Wenige Unternehmen beherrschen den Launch neuer Produkte so gut wie Apple. Das wurde erneut klar, als das Unternehmen aus Cupertino diesen Sommer „Apple Vision Pro“ präsentierte – ein Video zeigte im Raum schwebende App-Menüs, Websites, die die Nutzerin mit einfachen Handgesten in ihrem Wohnzimmer herumschiebt, Spiele, die ein neues Level von Immersion versprechen, und Filme, die fast das gesamte Blickfeld umspannen. „Mit Apple Vision Pro können Sie den perfekten Arbeitsbereich schaffen – egal, wo Sie sich befinden“, versprach eine Stimme in der Präsentation.
Obwohl die Vorführung viel Beifall erhielt, sind die gezeigten Ideen nicht unbedingt neu. Bereits 2012 wurde Google Glass vorgestellt, eine Augmented-Reality-Brille von Google (Apple Vision Pro verfügt neben AR- auch über Virtual-Reality-Kapazitäten). Das Versprechen: Neben Point-of-View-Videoaufnahmen sollte Google Glass Fussgängern interessante Informationen zu Sehenswürdigkeiten, die sie passieren, oder Nachrichten direkt ins Blickfeld einblenden. Elf Jahre später ist es um Google Glass jedoch ziemlich ruhig geworden.

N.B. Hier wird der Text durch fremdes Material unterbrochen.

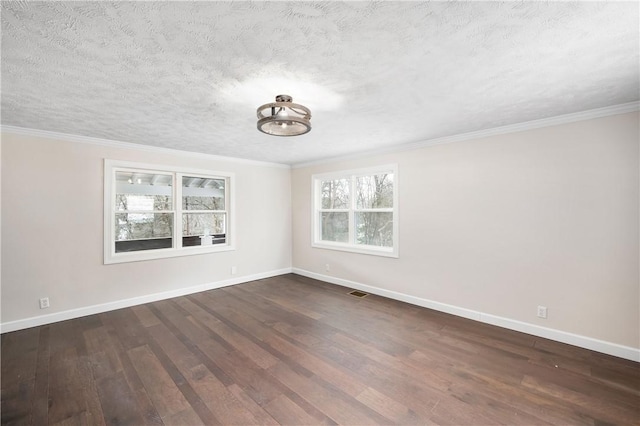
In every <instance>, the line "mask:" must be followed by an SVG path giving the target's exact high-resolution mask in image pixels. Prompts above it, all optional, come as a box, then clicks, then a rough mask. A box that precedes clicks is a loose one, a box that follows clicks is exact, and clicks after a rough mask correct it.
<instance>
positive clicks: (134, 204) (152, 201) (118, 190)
mask: <svg viewBox="0 0 640 426" xmlns="http://www.w3.org/2000/svg"><path fill="white" fill-rule="evenodd" d="M171 181H172V176H171V175H164V174H154V173H136V172H116V200H115V202H116V210H118V211H158V210H172V191H171Z"/></svg>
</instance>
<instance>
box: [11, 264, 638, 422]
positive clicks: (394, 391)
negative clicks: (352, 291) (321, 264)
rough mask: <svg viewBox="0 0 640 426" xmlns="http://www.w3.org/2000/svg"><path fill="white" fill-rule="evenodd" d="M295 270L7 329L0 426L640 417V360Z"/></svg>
mask: <svg viewBox="0 0 640 426" xmlns="http://www.w3.org/2000/svg"><path fill="white" fill-rule="evenodd" d="M350 290H351V289H346V288H343V287H338V286H334V285H330V284H327V283H323V282H320V281H316V280H312V279H309V278H305V277H301V276H297V275H283V276H279V277H275V278H269V279H264V280H259V281H253V282H250V283H245V284H240V285H236V286H232V287H226V288H223V289H218V290H212V291H207V292H203V293H199V294H194V295H190V296H185V297H179V298H175V299H171V300H165V301H160V302H155V303H149V304H146V305H141V306H136V307H132V308H128V309H121V310H118V311H112V312H108V313H104V314H100V315H93V316H89V317H84V318H80V319H76V320H71V321H65V322H60V323H55V324H50V325H47V326H42V327H36V328H31V329H28V330H22V331H17V332H13V333H6V334H4V335H3V336H2V371H1V372H2V405H1V410H2V414H1V419H2V424H3V425H10V424H21V425H23V424H24V425H29V424H32V425H45V424H49V425H76V424H78V425H82V424H87V425H101V424H107V425H146V424H150V425H163V424H164V425H197V424H205V425H217V424H222V425H234V424H236V425H251V424H260V425H275V424H289V425H303V424H309V425H315V424H344V425H369V424H385V425H386V424H420V425H430V424H455V425H463V424H464V425H466V424H483V425H484V424H514V425H516V424H526V425H533V424H589V425H606V424H625V425H629V424H640V365H639V364H638V363H635V362H632V361H626V360H623V359H619V358H615V357H612V356H608V355H603V354H599V353H596V352H592V351H588V350H585V349H580V348H576V347H572V346H569V345H564V344H561V343H557V342H552V341H549V340H545V339H541V338H538V337H534V336H530V335H527V334H522V333H517V332H513V331H509V330H505V329H500V328H498V327H493V326H490V325H486V324H481V323H478V322H474V321H470V320H465V319H462V318H457V317H454V316H451V315H447V314H443V313H439V312H435V311H431V310H428V309H424V308H420V307H416V306H412V305H408V304H404V303H401V302H397V301H393V300H389V299H384V298H381V297H377V296H374V295H369V296H367V297H364V298H357V297H354V296H351V295H349V294H348V292H349V291H350Z"/></svg>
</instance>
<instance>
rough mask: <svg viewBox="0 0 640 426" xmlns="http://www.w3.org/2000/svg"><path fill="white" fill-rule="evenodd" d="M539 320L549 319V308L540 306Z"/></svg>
mask: <svg viewBox="0 0 640 426" xmlns="http://www.w3.org/2000/svg"><path fill="white" fill-rule="evenodd" d="M538 318H545V319H546V318H547V307H546V306H538Z"/></svg>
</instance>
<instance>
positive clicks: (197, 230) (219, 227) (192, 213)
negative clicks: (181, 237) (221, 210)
mask: <svg viewBox="0 0 640 426" xmlns="http://www.w3.org/2000/svg"><path fill="white" fill-rule="evenodd" d="M225 216H226V215H225V214H224V213H185V214H183V215H182V235H183V236H184V237H189V236H200V235H214V234H224V233H225V232H226V231H225V229H226V224H225Z"/></svg>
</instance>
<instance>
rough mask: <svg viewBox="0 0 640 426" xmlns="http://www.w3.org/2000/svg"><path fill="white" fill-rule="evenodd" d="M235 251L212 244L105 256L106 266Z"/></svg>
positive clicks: (230, 247) (235, 248) (221, 245)
mask: <svg viewBox="0 0 640 426" xmlns="http://www.w3.org/2000/svg"><path fill="white" fill-rule="evenodd" d="M235 249H236V248H235V246H232V245H229V244H212V245H206V246H190V247H182V248H180V249H176V248H167V249H156V250H150V251H135V252H121V253H110V254H108V255H106V256H105V258H104V264H105V265H109V264H114V263H127V262H139V261H145V260H155V259H167V258H170V257H180V256H193V255H198V254H208V253H218V252H222V251H232V250H235Z"/></svg>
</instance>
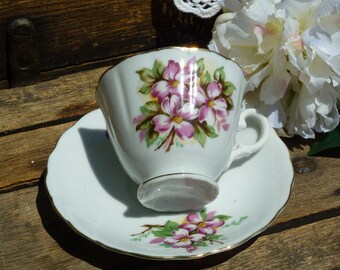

Die Technologie per se ist aber keinesfalls verschwunden. „Wir sind der Meinung, dass AR eine sehr wichtige Technologie ist, um Intelligenz zugänglich zu machen. Das Smartphone und der Computer sind in Kombination mit dem Internet zu sehr potenten Medien für Daten- und Wissenstransfers geworden. AR ist die nächste Stufe“, so Sebastian Beetschen. Er ist CEO von Almer Technologies, einem Berner Start-up, das die AR-Brille „Almer Arc“ herstellt. Beetschen: „Wir sind der Meinung, dass die Realität immer noch das Wichtigste ist – und AR hat das Potenzial, den Alltag zu erleichtern, ohne uns im Weg zu stehen. Im besten Fall ist ein AR-Produkt wie ein Personal Assistant, der die ganze Zeit bei einem ist und jederzeit die gesamte Intelligenz der Menschheit zur Verfügung stellen kann.“
So zumindest die Vision. Doch das 2021 gegründete Start-up ist davon noch weit entfernt. Zurzeit ist die „Arc“ ausschliesslich bei Schweizer Industrieunternehmen wie Swisscom, OC Oerlikon oder der SFS-Gruppe im Einsatz. Dieses Jahr wird das 30-köpfige Team rund um Beetschen laut eigenen Angaben einen niedrigen sechsstelligen Umsatz erzielen. Auf die Frage, ob das Start-up denn profitabel sei, lacht Beetschen auf: „Wir sind noch weit weg von profitabel. Aber nächstes Jahr wollen wir unseren Umsatz ungefähr verzehnfachen – und das ist auch realistisch.“ Gelingen soll das mit der zweiten Generation der Arc-Brille, die bereits Anfang 2024 an die ersten Kunden verschickt werden soll.
Doch im AR-Markt mischen die grössten Technologiekonzerne der Welt mit – neben Apple haben auch Meta und Microsoft entsprechende Produkte. Können sich Beetschen und sein Unternehmen in diesem Feld beweisen?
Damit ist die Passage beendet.